New Zealand’s central bank lowered its policy rate by 25 basis points to 3.00% on Wednesday, the lowest level in three years, and signalled the possibility of further cuts in the coming months amid concerns over both domestic and global growth challenges.
The unexpectedly dovish stance rattled markets, pushing the New Zealand Dollar down 1.2% to a four-month low of $0.5817, while two-year swap rates fell to as low as 2.93%, their weakest since early 2022.
The Reserve Bank of New Zealand (RBNZ) reported that the economy stalled in Q2 and revised its projected cash rate floor down to 2.55%, compared with the 2.85% forecast in May.
Notably, two out of the six policy committee members had even pushed for a deeper 50-basis-point cut on Wednesday.
At a press conference, RBNZ Governor Christian Hawkesby said that future decisions will depend on incoming data but noted that if business and consumer sentiment stay subdued, “and need more support, that might be something that prompts more action.”
The 25-basis-point reduction in the official cash rate was largely anticipated by most economists in a Reuters news agency poll. However, the central bank’s broadly pessimistic outlook on economic risks and interest rates still unsettled markets.
“The fact that members gave serious consideration to an outsized 50bp cut is quite telling,” according to Abhijit Surya, a senior APAC economist at Capital economics.
Since August 2024, the central bank has cut rates by 250 basis points to support a fragile recovery. It noted, however, that “consumption and investment demand appear to have weakened in the second quarter of 2025, partly in response to heightened trade policy uncertainty,” following changes to US tariff policy in April.

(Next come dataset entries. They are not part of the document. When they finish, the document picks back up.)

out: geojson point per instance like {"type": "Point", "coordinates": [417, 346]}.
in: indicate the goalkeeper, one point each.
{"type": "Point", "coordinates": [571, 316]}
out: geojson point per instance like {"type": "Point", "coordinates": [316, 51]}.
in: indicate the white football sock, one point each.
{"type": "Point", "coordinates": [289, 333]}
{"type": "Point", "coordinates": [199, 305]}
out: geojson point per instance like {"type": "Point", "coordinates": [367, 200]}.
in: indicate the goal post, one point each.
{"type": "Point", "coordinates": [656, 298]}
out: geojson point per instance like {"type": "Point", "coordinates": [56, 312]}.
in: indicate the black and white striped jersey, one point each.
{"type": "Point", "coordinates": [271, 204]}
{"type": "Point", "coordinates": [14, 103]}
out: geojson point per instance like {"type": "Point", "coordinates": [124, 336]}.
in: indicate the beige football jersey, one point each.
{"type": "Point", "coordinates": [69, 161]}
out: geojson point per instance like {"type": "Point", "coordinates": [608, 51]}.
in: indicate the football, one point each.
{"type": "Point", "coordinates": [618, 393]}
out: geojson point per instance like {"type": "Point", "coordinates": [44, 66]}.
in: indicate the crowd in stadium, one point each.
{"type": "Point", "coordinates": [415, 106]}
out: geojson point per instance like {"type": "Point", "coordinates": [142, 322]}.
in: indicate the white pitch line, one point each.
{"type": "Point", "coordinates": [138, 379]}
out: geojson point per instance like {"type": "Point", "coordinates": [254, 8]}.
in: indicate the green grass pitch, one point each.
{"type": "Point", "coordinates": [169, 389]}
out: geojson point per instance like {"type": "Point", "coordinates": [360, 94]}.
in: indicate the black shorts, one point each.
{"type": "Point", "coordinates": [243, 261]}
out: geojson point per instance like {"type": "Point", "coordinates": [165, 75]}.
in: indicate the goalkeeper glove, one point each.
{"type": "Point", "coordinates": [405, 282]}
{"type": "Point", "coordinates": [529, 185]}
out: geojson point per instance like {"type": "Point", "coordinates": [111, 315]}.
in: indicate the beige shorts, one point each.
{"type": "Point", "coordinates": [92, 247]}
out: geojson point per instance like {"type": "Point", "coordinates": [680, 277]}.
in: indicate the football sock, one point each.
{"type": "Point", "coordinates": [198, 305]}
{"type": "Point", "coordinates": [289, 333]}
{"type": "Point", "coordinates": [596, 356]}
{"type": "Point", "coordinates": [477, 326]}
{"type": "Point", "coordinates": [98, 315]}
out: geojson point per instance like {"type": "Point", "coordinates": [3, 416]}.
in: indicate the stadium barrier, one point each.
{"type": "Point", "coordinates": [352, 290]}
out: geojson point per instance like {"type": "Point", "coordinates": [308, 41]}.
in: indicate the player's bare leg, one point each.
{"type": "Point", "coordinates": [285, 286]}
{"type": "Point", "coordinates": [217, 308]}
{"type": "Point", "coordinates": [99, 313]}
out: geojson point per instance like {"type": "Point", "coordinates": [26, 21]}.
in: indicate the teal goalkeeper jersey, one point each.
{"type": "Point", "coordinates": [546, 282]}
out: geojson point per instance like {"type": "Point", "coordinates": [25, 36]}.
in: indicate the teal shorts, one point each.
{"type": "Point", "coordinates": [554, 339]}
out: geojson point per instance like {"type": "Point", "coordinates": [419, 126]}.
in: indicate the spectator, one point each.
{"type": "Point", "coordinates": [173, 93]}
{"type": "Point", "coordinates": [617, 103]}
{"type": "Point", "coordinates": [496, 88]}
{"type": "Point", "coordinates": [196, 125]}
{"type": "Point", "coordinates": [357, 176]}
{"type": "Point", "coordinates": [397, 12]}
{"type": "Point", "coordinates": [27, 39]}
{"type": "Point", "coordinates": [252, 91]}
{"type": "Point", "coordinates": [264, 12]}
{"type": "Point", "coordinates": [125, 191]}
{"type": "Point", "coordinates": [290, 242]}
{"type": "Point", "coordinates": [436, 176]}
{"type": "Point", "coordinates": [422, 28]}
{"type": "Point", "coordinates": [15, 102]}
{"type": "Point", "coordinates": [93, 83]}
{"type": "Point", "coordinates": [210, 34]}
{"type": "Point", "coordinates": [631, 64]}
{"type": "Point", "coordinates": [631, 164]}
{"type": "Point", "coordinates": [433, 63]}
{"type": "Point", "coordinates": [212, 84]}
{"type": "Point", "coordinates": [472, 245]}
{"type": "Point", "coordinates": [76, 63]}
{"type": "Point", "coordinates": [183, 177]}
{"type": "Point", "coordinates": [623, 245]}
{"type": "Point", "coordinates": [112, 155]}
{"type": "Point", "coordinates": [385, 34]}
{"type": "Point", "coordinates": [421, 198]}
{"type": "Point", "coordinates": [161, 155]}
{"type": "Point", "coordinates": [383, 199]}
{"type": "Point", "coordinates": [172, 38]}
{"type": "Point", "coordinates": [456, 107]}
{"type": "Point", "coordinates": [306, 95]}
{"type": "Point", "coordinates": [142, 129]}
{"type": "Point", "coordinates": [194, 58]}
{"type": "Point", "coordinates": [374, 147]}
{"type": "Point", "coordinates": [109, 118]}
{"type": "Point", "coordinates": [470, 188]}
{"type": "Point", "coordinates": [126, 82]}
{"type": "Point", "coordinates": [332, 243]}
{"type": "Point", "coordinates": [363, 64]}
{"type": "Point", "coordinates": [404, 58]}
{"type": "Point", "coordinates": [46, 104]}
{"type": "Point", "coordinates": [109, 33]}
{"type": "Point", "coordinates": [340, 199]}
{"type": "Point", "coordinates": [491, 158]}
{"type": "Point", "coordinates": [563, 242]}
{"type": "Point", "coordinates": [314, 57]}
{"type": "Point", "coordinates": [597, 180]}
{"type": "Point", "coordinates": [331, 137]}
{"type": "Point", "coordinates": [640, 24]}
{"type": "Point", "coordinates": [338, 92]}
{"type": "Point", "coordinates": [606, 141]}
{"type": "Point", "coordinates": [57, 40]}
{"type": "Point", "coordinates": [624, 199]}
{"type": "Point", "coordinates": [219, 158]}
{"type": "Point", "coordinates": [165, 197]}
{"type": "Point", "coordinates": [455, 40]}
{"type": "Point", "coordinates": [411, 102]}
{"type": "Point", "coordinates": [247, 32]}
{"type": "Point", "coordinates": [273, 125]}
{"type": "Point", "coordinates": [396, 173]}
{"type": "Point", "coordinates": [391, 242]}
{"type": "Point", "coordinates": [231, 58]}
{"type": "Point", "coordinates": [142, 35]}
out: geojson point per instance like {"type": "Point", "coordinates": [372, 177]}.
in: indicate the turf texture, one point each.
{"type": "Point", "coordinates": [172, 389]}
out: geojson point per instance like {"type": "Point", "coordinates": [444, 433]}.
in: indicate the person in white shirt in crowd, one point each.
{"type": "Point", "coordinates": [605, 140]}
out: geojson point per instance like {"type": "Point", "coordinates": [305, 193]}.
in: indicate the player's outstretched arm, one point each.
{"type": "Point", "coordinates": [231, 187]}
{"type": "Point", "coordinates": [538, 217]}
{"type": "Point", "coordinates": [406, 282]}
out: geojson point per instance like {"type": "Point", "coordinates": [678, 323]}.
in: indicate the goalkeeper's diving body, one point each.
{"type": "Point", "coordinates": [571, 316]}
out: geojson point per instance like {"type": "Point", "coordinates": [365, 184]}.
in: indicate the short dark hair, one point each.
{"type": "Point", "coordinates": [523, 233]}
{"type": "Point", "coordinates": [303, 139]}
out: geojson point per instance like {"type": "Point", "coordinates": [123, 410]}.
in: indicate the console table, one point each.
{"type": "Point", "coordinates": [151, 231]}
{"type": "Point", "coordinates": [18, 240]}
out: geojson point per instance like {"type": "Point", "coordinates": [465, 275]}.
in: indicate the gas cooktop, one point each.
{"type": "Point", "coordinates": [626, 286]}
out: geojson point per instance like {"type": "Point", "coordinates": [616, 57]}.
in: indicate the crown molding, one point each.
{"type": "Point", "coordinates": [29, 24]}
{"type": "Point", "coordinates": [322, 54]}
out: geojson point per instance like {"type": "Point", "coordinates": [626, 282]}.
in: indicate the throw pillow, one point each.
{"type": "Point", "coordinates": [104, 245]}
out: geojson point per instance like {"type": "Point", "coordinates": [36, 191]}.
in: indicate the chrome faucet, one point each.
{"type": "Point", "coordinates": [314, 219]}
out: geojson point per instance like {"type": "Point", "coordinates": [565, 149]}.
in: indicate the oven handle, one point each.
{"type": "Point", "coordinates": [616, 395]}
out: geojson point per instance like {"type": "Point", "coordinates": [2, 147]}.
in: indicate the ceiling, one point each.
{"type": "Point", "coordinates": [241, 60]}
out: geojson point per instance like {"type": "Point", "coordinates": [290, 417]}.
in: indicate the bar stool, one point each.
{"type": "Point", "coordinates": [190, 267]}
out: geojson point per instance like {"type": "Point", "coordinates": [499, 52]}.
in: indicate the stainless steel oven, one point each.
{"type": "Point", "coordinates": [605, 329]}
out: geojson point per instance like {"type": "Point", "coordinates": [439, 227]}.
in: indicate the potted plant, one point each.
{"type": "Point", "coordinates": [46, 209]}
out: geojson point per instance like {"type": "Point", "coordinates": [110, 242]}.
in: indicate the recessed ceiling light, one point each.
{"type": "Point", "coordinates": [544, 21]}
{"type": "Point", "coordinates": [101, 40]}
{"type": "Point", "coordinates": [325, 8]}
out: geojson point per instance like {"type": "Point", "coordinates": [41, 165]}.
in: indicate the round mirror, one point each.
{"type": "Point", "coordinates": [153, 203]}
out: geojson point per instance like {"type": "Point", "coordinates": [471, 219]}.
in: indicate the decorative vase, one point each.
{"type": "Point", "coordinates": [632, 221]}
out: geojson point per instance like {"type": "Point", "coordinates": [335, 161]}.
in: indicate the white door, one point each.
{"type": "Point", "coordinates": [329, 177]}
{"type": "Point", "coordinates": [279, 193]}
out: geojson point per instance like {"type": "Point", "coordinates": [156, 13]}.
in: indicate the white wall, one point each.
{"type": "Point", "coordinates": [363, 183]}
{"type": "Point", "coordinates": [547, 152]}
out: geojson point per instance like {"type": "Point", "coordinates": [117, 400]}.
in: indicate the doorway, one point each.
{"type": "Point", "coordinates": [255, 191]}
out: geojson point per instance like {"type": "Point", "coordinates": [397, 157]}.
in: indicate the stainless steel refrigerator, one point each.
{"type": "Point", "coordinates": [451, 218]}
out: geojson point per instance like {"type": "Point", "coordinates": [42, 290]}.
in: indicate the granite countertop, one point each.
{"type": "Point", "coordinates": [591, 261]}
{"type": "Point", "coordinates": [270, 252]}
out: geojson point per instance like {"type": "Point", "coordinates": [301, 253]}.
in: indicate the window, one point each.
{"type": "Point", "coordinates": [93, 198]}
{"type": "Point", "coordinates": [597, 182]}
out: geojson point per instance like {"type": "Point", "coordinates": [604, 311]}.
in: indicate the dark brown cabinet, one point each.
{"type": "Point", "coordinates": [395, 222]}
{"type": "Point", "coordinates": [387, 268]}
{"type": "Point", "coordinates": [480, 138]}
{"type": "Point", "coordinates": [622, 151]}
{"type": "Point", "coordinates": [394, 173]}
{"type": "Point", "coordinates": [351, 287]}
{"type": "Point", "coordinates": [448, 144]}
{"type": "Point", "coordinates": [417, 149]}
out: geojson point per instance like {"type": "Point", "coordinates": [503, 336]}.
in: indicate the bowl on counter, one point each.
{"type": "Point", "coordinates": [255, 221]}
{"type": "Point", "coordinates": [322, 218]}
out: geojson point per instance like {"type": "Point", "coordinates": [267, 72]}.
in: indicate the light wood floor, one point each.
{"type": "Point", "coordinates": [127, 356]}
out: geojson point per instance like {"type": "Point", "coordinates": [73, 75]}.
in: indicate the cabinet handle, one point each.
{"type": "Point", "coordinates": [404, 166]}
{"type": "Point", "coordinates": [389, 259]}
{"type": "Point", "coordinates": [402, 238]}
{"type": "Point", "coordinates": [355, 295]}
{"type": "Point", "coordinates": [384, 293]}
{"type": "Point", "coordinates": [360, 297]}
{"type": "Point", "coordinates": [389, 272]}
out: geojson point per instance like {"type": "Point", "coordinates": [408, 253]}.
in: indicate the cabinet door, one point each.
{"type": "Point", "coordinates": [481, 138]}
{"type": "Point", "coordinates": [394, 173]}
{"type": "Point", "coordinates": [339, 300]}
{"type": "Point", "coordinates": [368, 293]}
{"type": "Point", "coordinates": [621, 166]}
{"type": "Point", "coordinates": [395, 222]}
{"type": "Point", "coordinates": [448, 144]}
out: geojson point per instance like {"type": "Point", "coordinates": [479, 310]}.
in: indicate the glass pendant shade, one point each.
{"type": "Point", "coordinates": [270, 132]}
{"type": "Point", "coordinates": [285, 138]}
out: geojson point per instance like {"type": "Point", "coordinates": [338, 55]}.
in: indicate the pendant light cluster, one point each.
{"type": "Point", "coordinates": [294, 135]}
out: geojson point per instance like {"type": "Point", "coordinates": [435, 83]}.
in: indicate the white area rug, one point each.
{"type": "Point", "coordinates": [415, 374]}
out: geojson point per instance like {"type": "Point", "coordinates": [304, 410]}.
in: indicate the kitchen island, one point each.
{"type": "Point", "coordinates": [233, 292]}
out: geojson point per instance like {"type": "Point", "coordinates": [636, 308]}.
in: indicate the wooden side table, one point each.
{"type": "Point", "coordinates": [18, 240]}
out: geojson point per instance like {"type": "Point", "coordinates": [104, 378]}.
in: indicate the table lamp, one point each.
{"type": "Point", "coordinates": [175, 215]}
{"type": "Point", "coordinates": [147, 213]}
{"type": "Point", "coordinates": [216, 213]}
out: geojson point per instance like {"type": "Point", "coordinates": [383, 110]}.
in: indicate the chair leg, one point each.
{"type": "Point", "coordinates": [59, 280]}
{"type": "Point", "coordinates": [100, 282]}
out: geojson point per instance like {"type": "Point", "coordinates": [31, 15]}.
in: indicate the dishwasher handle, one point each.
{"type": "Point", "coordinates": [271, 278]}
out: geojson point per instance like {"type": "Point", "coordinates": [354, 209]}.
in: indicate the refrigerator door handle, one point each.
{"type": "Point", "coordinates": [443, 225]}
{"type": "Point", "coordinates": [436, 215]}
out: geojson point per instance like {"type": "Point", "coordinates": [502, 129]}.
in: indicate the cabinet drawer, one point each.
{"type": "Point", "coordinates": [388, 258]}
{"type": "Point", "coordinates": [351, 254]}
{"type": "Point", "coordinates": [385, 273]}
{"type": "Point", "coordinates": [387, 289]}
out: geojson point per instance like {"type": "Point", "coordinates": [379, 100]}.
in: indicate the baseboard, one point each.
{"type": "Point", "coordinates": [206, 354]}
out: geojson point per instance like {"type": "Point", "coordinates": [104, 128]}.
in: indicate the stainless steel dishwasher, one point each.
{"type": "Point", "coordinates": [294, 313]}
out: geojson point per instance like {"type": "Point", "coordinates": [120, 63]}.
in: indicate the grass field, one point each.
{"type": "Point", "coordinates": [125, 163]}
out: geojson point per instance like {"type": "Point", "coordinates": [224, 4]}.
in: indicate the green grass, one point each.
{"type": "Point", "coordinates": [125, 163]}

In its Monetary Policy Statement, the RBNZ projected the cash rate to reach 2.71% in the fourth quarter, down from the 2.92% forecast in May. For the first quarter of 2026, it now expects the rate to average 2.55%, compared with the earlier forecast of 2.85%, Reuters reports.
“It is possible that pessimistic sentiment, together with the initial negative effects of the global tariff shock, have dampened the effects of the reduction in the OCR since last August,” the RBNZ stated.
Markets swiftly adjusted expectations for additional rate cuts, pricing in around a 50% chance of a reduction in October and more than a full chance of one in November.
The implied policy rate floor has fallen to around 2.57%, down from 2.76% prior to the RBNZ announcement.
ANZ Bank now anticipates two 25-basis-point cuts in October and November, revising its earlier expectations for reductions in November and February, noting that the RBNZ was “much more dovish than expected.”
New Zealand’s annual inflation remains within the RBNZ’s 1%-3% target range at 2.7%, providing the central bank room to lower rates further. The bank forecasts inflation to peak at 3% in the third quarter before easing to around 2% by mid-2026.